94107 阿部 麻利子
近年、コンピュータの普及には目ざましいものがあり、他の
電化製品のように各家庭に1台とさえ言われている。また、教
え込む教育から育てる教育へ移行しつつある教育現場でも、そ
の道具の一つとしてコンピュータが多いに利用されている。公
立中学校におけるコンピュータ設置率はほぼ 100% に近いとい
う現状である。このような環境の中で育ち、コンピュータとい
うものをとても身近に感じていると思われる中学生を対象とし
て空間図形を学習するためのシステムを作成した。
「空間図形」は中学1年の数学で取り上げられている項目の
一つである。3次元空間での立体の形や、体積、表面積、及び
立体のいろいろな見方について学習する。一般には、3次元空
間を扱っているにもかかわらず2次元的な教科書上で解説され
ており、理解し易さに欠ける。また補助教材として、模型を作
成する方法があげられるが、これは手間がかかる上に正確さに
欠ける。
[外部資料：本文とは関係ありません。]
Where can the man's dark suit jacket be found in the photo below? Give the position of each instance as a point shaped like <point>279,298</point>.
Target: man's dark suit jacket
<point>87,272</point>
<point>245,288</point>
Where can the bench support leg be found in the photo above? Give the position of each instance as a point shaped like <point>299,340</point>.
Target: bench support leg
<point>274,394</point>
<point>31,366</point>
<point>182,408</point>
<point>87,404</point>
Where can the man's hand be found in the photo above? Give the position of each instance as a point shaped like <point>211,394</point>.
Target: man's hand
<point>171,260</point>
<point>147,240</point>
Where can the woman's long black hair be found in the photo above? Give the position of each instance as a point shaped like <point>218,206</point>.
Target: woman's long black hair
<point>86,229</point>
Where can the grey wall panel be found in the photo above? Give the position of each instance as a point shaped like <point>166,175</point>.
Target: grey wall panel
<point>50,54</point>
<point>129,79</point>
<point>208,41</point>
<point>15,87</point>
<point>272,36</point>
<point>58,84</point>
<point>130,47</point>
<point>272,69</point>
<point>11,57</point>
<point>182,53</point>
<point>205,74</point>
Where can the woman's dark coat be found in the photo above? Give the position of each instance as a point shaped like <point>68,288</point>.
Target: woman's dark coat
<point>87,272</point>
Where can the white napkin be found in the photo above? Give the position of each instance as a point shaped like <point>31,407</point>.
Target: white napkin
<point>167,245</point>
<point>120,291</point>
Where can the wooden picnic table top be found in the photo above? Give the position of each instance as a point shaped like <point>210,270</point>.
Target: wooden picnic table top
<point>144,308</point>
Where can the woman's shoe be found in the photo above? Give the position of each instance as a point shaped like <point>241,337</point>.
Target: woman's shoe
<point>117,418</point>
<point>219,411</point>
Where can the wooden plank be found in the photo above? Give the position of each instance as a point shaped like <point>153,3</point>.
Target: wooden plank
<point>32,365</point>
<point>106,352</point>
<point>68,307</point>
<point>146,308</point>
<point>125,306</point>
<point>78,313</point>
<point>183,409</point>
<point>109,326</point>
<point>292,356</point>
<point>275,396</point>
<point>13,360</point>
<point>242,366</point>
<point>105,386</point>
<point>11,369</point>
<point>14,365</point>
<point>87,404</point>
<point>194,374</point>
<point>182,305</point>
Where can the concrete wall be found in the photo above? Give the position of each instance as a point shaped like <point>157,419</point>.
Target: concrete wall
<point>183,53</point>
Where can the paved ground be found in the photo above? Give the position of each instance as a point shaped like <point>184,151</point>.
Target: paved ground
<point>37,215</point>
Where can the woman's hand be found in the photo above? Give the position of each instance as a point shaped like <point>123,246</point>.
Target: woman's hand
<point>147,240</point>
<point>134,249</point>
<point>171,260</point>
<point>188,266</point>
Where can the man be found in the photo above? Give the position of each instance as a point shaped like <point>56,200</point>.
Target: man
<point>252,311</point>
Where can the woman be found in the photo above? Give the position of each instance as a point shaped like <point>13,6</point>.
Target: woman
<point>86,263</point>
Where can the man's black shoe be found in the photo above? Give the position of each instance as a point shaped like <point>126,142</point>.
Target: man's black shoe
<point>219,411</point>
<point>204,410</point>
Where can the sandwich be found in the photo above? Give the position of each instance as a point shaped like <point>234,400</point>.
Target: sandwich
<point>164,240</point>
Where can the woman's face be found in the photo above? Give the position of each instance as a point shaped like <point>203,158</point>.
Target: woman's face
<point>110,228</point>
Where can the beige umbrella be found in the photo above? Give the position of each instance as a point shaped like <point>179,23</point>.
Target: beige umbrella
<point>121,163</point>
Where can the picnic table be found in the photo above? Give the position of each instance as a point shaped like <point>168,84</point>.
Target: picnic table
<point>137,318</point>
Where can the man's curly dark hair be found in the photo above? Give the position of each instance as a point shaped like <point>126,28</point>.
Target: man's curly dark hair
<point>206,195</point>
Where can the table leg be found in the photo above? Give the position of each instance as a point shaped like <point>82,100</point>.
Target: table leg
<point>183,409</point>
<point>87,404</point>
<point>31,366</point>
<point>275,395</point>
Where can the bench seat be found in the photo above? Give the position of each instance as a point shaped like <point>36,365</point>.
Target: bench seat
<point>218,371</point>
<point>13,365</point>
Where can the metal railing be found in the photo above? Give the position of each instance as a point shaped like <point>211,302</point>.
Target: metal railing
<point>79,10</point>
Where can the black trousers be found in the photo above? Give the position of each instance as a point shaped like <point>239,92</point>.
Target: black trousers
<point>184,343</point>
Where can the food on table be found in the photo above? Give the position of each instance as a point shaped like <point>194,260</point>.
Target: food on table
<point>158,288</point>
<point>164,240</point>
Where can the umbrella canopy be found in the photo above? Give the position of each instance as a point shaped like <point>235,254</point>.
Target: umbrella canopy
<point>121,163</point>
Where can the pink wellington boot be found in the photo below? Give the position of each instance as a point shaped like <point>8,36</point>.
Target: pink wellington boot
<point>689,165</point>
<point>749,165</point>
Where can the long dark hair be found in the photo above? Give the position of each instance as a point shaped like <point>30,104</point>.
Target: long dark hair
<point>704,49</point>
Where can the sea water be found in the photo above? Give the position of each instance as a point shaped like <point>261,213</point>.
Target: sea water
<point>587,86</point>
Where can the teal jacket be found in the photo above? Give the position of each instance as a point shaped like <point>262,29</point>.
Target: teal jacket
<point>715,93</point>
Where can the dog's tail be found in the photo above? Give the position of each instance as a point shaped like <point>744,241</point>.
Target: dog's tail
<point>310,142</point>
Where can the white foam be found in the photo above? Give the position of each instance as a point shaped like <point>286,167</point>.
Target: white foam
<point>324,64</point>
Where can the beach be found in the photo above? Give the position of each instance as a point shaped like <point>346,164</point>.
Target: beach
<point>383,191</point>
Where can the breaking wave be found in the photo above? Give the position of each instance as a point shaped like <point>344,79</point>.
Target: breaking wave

学校の先生は模型を使って授業をすすめるが、実際に
生徒一人一人が模型を手にとってじっくりと眺めることは不可
能である。
そこで、3次元コンピュータグラフィックスを利用する事に
より、3次元立体図形を学習者が好きな方向から眺めたり、展
開図から立体ができるまでの過程を見ること等によって「空間
図形」を学ぶときの基礎的な部分、つまり「立体の形」を学習
者が容易に理解できるシステムを作ることを目的とした。
本研究では、3次元コンピュータグラフィックスの標準的な
ライブラリである OpenGL を用いてシステムを作成した。内容
的には、基本図形といわれる4つの図形の展開図と断面図、4
種類の回転体と、5種類の正多面体、の4つの項目を設定して
いる。主な操作はマウスによるボタンクリックで行われる。ま
た、マウスのドラッグで自由に図形を回転させることもでき、
模型を手にとっていろいろな角度から眺めるのと同じ感覚で、
システムを利用することができる。